Study finds coffee drinkers live longer
Associated Press
MILWAUKEE
One of life’s simple pleasures just got sweeter. After years of waffling research on coffee and health, a big study finds the opposite: Coffee drinkers are a little more likely to live longer. Regular or decaf doesn’t matter.
The study of 400,000 people is the largest done on the issue, and results should reassure any coffee lovers who think it’s a guilty pleasure that may do harm.
“Our study suggests that’s really not the case,” said lead researcher Neal Freedman of the National Cancer Institute. “There may actually be a modest benefit of coffee drinking.”
No one knows why. Coffee contains a thousand things that can affect health, from helpful antioxidants to tiny amounts of substances linked to cancer. The most widely studied ingredient — caffeine — didn’t play a role.
It’s not that earlier studies were wrong.

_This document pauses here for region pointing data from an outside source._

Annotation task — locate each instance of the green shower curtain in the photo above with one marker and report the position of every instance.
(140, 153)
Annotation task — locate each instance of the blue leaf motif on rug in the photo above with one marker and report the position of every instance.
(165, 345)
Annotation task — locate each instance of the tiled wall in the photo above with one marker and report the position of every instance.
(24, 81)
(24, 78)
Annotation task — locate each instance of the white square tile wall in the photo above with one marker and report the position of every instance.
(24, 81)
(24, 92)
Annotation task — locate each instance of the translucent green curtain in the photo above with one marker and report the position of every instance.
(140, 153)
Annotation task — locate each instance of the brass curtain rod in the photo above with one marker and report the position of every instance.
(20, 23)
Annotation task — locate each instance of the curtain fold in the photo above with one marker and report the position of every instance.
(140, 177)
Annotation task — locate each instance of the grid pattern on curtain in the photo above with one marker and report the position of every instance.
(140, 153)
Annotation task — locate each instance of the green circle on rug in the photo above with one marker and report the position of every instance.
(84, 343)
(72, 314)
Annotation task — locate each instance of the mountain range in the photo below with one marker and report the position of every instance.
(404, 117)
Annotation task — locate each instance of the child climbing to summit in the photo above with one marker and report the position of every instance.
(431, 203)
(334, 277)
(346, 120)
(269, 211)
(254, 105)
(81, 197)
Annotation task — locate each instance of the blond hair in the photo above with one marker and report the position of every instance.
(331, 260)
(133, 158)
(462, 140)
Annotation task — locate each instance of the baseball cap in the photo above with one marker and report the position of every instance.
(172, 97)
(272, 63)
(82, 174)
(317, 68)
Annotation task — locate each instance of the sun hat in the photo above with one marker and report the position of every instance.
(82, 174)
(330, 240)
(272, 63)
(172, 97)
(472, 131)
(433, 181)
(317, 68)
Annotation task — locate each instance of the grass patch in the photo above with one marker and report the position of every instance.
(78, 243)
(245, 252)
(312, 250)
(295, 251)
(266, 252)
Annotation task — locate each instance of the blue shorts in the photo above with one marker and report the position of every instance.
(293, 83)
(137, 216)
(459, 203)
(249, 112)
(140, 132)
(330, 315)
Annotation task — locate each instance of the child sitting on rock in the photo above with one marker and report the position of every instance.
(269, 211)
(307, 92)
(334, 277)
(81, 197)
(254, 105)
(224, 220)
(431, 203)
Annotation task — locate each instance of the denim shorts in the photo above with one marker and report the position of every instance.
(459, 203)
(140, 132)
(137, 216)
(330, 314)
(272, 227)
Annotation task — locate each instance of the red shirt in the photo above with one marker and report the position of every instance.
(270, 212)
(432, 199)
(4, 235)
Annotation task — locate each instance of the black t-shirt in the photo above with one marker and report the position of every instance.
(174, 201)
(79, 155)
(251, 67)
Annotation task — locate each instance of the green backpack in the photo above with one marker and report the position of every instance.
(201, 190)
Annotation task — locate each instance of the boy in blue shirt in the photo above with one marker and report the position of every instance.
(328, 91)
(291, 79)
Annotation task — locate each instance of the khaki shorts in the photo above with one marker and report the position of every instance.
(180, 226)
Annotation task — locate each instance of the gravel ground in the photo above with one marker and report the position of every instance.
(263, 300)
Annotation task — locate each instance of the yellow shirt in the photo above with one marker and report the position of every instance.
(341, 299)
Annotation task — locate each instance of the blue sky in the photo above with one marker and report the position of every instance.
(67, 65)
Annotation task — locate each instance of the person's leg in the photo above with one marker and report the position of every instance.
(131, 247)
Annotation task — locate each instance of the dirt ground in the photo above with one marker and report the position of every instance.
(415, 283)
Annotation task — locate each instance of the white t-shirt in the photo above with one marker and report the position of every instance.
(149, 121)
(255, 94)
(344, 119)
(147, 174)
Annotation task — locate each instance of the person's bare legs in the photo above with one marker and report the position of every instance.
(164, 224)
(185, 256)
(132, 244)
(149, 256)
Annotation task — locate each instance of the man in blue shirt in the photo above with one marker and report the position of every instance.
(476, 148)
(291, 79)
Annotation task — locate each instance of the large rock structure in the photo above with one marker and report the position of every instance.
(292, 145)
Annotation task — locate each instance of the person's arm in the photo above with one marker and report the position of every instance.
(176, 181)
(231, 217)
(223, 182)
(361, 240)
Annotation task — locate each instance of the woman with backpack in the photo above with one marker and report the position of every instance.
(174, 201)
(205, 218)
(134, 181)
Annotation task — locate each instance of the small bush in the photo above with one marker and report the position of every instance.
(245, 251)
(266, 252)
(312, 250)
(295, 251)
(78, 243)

There is evidence that coffee can raise LDL, or bad cholesterol, and blood pressure at least short-term.
Even in the new study, it first seemed that coffee drinkers were more likely to die at any given time. But they also tended to smoke, drink more alcohol, eat more red meat and exercise less than noncoffee-drinkers. Once researchers took those things into account, a clear pattern emerged: Each cup of coffee per day nudged up the chances of living longer.
The study was done by the National Institutes of Health and AARP. The results are published in today’s New England Journal of Medicine.